Even Reed knows that it might just get harder from here, but if anyone’s ready for it, he is.

Chad Reed spent most of Saturday in a Detroit Hospital.

Racer X: What was going through your mind when you hit the ground in practice – besides “ouch.”
Chad Reed: When I hit the ground, I just thought it was over, and it was tough. It wasn’t necessarily the pain – the pain hadn’t really set in at that point – but when I hit the ground, I was just laying there trying to get my breath, and when I was trying to get my breath, I was just gurgling blood, and it just kept coming out of my mouth.

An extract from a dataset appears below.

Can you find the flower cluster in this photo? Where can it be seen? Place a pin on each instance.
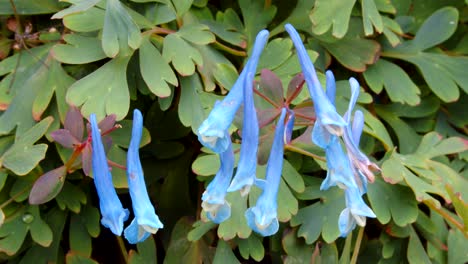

I was freaking out, you know? Throughout my career, it’s not abnormal for me to hit my chest or something and then cough up some blood, but this wasn’t coughing up blood, it was actually running out. I couldn’t stop it, and it kind of freaked me out. I’m not a guy that really likes to stay on the ground, but it was to the point where I was like, “Dude, I’m going to stay here and I’m going to have these guys take care of me.” They put me on a stretcher and then took me to the ambulance, and then [Doctor] Steve Augustine was there, and the one and only thing I said to him was, “Hey, if I go in this ambulance, can I still race tonight?” He said, “Yeah, for sure.” So I said, “All right, let’s go get my ass checked out and make sure I’m okay.”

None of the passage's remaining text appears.